Autoantigens in ovarian autoimmunity associated with unexplained infertility and premature ovarian failure

Abstract

Objective: To identify ovarian autoantigens associated with ovarian autoantibodies.

Design: Hypothesis-generating prospective study.

Setting: Urban infertility referral centers and academic research institution.

Patient(s): Seventy-four patients with infertility, 19 patients with premature ovarian failure (POF), and 16 healthy control women.

Intervention(s): None.

Main outcome measure(s): Identification of autoantigens.

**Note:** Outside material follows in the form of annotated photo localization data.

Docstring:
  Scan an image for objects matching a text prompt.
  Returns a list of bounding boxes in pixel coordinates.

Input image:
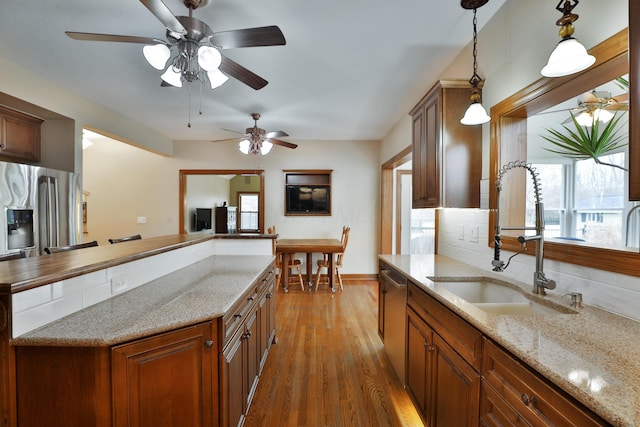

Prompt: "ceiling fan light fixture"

[161,66,183,87]
[239,139,251,154]
[143,43,171,70]
[207,69,229,89]
[197,45,222,71]
[260,140,273,155]
[541,0,595,78]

Result(s): To identify major antigens for ovarian autoimmunity, sera from 74 women with unexplained infertility were screened for ovarian autoantibodies (AOAs) by immunoassay and one-dimensional Western blot. The majority of sera had immunoreactions at 50-56 kDa. Six representative positive infertility sera were used to identify antigens between 40 and 60 kD by two-dimensional Western blot and mass spectrometry. Antigens included aldehyde (retinal) dehydrogenases (ALDH1A1, ALDH1A2, and ALDH7A1), protein disulfide isomerase A3, vimentin, α-enolase, phosphoglycerate dehydrogenase, and selenium-binding protein 1 (SBP1). Sixty percent (24 out of 40) of infertility and POF sera were positive for recombinant ALDH1A1, SBP1, or enolase; 80.7% (21 out of 26) of AOA-positive sera had antibodies to one or more of the three antigens, and only 7% (1 out of 14) of AOA-negative sera had antibodies to recombinant proteins.

Conclusion(s): ALDH1A1 and SBP1 are unique to ovarian autoimmunity associated with infertility and POF, and may provide the basis for specific tests to identify patients with ovarian autoimmunity.

Figure 1

(A & B) (A) One-dimensional Western blot showing examples of immunoreactions against human ovarian proteins (250 μg/gel). A negative control serum (Panel A) and examples of positive sera (Panels B-G) are shown.(B) Frequency distribution of the molecular size of immunoreactive bands among positive sera from women with unexplained infertility (n=50/74). The most frequent bands were at 50-56kDa. The data shown were detected using rat ovarian proteins. The frequency distribution was similar for human proteins.

Figure 2

Sera from women with unexplained infertility react with multiple proteins in two-dimensional Western blots. Examples of sera (1:200 dilution) reactions of three different patients (PT 1-3) are shown (Panels A-C). A control incubation with human ovarian protein in which patient sera was omitted (second antibody control) shows no significant reaction (Panel D). Panel A: Upper spot at about 50kDa shows α-enolase (dotted box). Lower spot shows glyceraldehyde-3-phosphate dehydrogenase reaction at 36kDa (solid box). Panel B: Spots at about 50kDa correspond to aldehyde dehydrogenase (dotted oval). Panel C: spots at about 50kDa correspond to Selenium Binding Protein 1 (dotted box).

Figure 3

Immunoassay of patient sera against recombinant SBP1, Enolase and ALDH1A1. The box plot shows the median (horizontal line), data in the 50th percentile (box) and data range (T-bars) of the optical density (OD) values for control sera (Cnt), infertility sera (Inf) and premature ovarian failure (POF) sera for each protein. The OD values differed significantly from controls for infertility (SBP1, p=0.020; enolase, p=0.009; ALDH1A1, p=0.026) and POF (SBP1, p=0.019; enolase, p=0.009; ALDH1A1, p=0.019). There was no significant difference between OD density values for infertility and POF for each protein (p>0.6). Applying the OD cutoff value for a positive antibody result based on the control mean OD (0.37 for SBP; 0.28 for enolase; 0.46 for ALDH1A1), infertility and POF sera were positive for SBP1 (55%), enolase (40%) and ALDH1A1 (52.5%). 80.7% (n=21/26) of sera positive for AOA, but only 7% (1/14) of those originally negative for AOA had autoantibodies to one or more of the three antigens.